De jeunes lycéens sont venus en classe, et l’un d’eux ne contient pas sa joie. Lorsqu’on lui demande si les rebelles n’auraient pas pu leur apporter un peu plus de liberté, la réponse est instantanée : « Ceux qui disent ce genre de bêtises auraient du venir vivre notre quotidien pendant ces trois dernières années ». Leur quotidien ? « La peur, en permanence, en raison des obus lancé aveuglément sur la partie ouest de la ville par ces rebelles. Nous partions à l’école le matin sans jamais savoir si nous rentrerions le soir. Ces terroristes ont détruit nos vies, nos familles, nos maisons, nos écoles… Comment voulez-vous que nous parlions de liberté ? »
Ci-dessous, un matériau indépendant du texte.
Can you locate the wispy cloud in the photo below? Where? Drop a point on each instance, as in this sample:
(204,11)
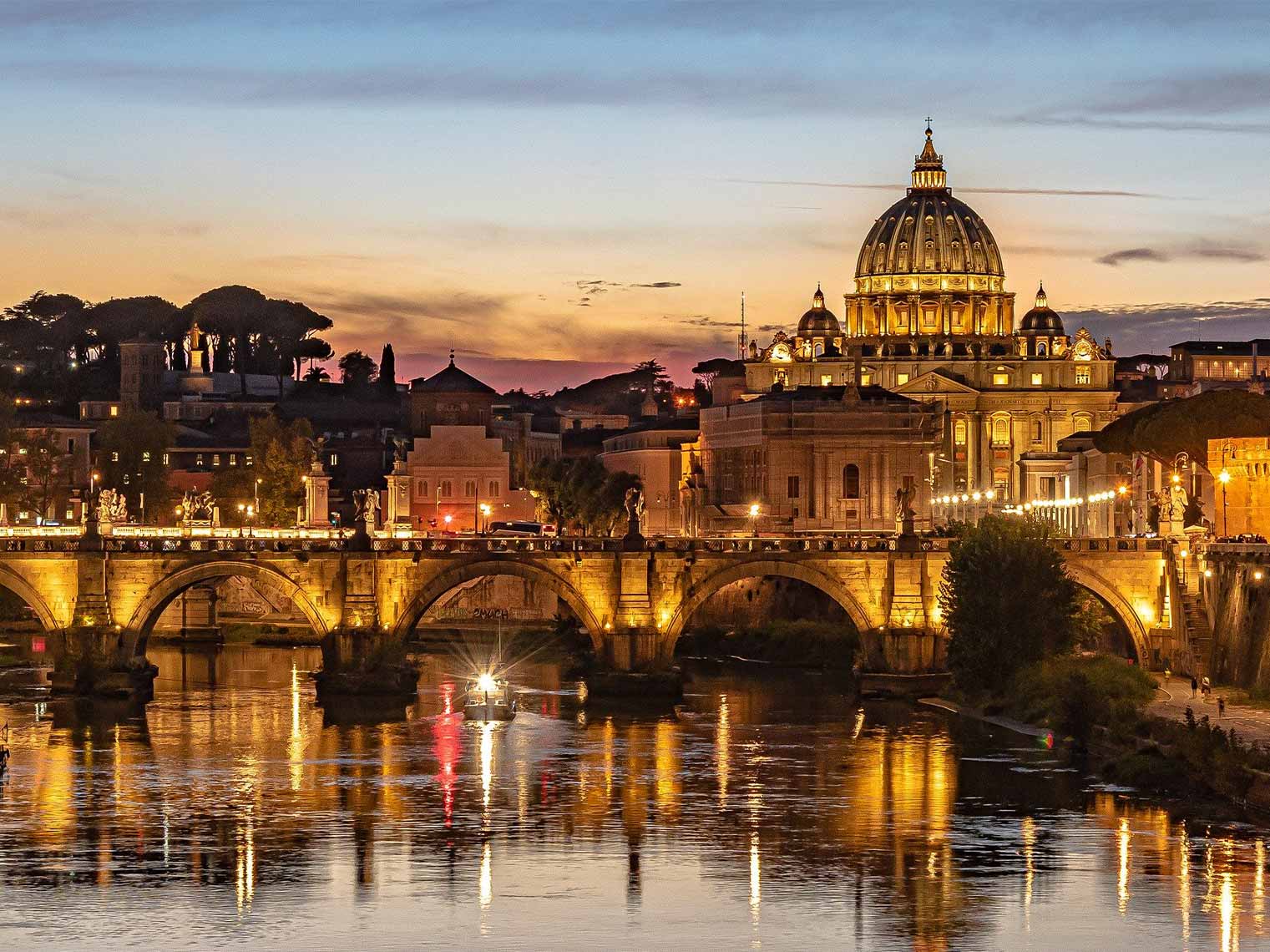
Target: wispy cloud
(1196,251)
« Nos vies ne valent donc rien ? »

Deux soldats s’avancent en demandant : « Vous êtes Français ? ». Devant la réponse positive ils enchaînent : « Dites à vos compatriotes de cessez leurs insultes à notre égard. Nous nous sommes engagés dans l’armée pour défendre notre pays, rien de plus. Vos soldats vous protègent contre l’islamisme, nous faisons la même chose en Syrie. Nous connaissons notre métier, les règles de la guerre et nous ne sommes pas les monstres que vous décrivez sans cesse ».
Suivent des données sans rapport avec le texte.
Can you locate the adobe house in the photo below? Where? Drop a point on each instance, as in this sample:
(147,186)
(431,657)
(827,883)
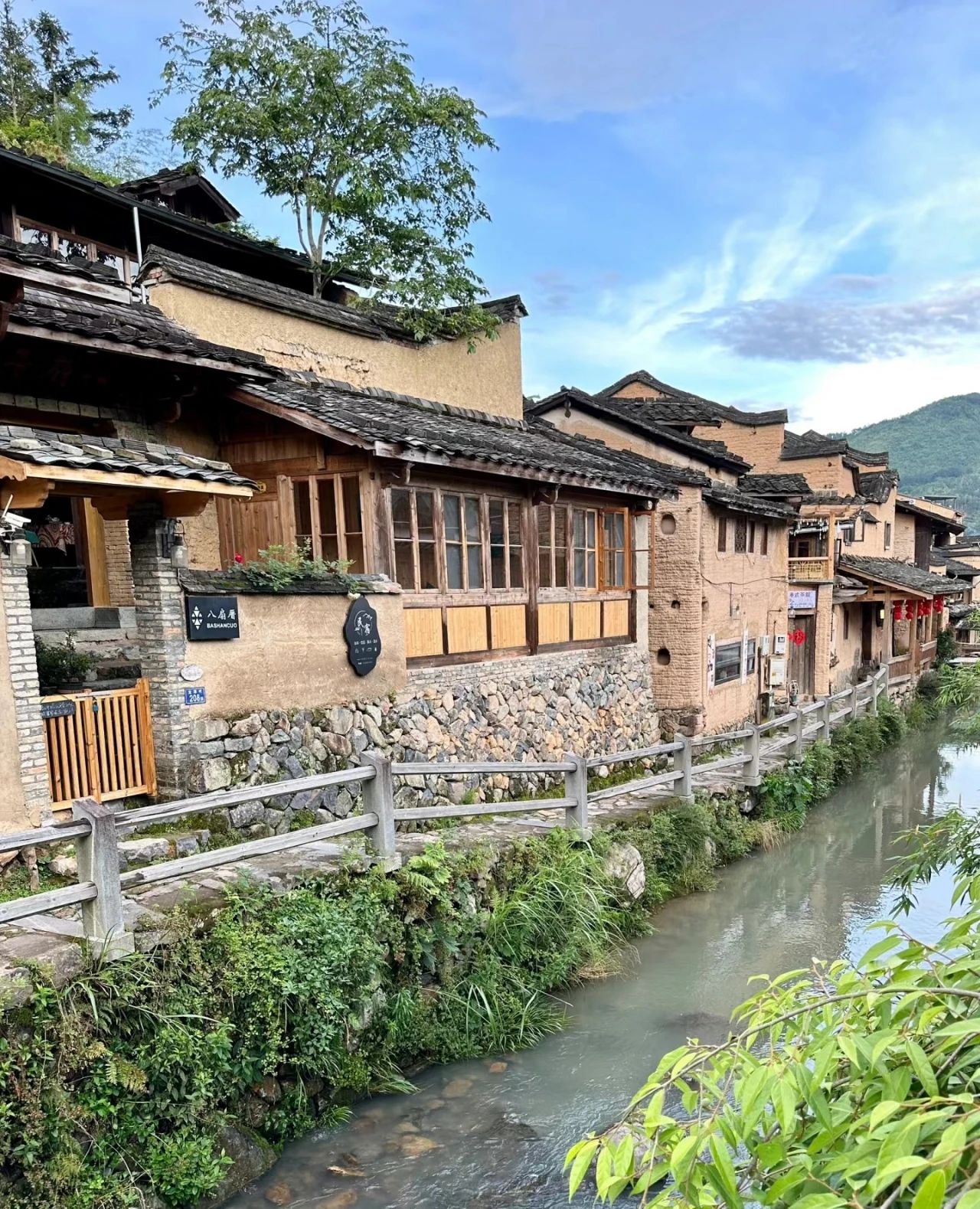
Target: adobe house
(93,438)
(718,601)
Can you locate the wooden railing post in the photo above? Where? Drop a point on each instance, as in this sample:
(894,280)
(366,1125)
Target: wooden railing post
(750,747)
(684,764)
(378,798)
(98,858)
(796,730)
(825,709)
(577,787)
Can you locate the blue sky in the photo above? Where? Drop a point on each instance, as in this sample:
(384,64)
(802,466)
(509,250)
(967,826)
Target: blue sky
(769,202)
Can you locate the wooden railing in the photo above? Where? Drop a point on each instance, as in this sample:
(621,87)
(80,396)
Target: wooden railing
(810,570)
(96,826)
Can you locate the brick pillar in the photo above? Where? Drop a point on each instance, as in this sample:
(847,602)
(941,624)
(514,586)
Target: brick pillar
(34,791)
(160,626)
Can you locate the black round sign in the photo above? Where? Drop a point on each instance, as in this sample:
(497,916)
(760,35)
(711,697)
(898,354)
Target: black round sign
(363,639)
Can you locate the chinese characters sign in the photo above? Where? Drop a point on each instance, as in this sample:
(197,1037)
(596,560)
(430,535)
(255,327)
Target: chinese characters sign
(211,618)
(363,639)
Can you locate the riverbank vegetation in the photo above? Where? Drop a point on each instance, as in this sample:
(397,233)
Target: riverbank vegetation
(278,1011)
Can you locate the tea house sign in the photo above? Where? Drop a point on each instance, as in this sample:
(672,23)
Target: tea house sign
(361,632)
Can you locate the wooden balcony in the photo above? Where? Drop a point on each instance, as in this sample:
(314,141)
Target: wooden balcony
(808,571)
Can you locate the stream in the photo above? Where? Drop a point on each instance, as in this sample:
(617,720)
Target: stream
(491,1134)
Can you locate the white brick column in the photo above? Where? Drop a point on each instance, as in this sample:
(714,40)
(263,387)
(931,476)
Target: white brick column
(25,691)
(160,626)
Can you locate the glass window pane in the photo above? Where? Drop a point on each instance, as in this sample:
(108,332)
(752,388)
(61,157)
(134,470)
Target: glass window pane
(475,565)
(516,567)
(355,553)
(426,515)
(405,571)
(472,519)
(401,514)
(561,568)
(453,521)
(453,566)
(352,515)
(426,565)
(328,507)
(580,568)
(302,514)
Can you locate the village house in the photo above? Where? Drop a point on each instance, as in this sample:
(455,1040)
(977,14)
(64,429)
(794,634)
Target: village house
(718,600)
(507,564)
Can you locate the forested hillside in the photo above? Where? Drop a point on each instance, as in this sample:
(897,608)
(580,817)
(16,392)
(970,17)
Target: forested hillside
(936,450)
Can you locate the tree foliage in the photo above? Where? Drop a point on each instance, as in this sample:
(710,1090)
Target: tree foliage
(840,1086)
(47,91)
(324,110)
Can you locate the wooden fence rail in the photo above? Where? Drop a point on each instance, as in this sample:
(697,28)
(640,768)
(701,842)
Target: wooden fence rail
(96,826)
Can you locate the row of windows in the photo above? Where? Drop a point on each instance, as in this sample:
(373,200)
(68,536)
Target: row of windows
(68,244)
(742,536)
(455,542)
La couverture médiatique occidentale des évènements semble en exaspérer plus d’un, comme cet autre homme lui aussi ravi de pouvoir parler : « Nous avions une vie paisible, même imparfaite, avant la guerre et une ville sublime. Elle est totalement détruite et toutes nos familles sont endeuillées. Les imperfections condamnables du gouvernement méritaient-elles une destruction de notre pays et de nos vies ? C’est totalement absurde. »

Quelques jours avant Noël, la ville célèbre donc ce que ses habitants appellent sans détour une « libération » et les scènes de liesse se multiplient dans les rues. Les civils récemment évacués vers Idlib ont sans doute un avis différents, mais là encore, les habitants ont un commentaire à faire : « Ces civils partisans de l’opposition sont infiniment moins nombreux que nous et ils sont les seuls à avoir eu la parole sur vos télévisions pendant quatre ans. Nos vies ne valent-elles donc rien ? ».

L’heure est maintenant à la reconstruction, « des pierres et des cœurs » commente une mère de famille devant la citadelle. L’enjeu sera également la réconciliation de tous ces civils séparés pendant quatre ans, mais elle conclut confiante : « Nous y arriverons avec le temps, nous savions le faire il y a encore quatre ans ! ».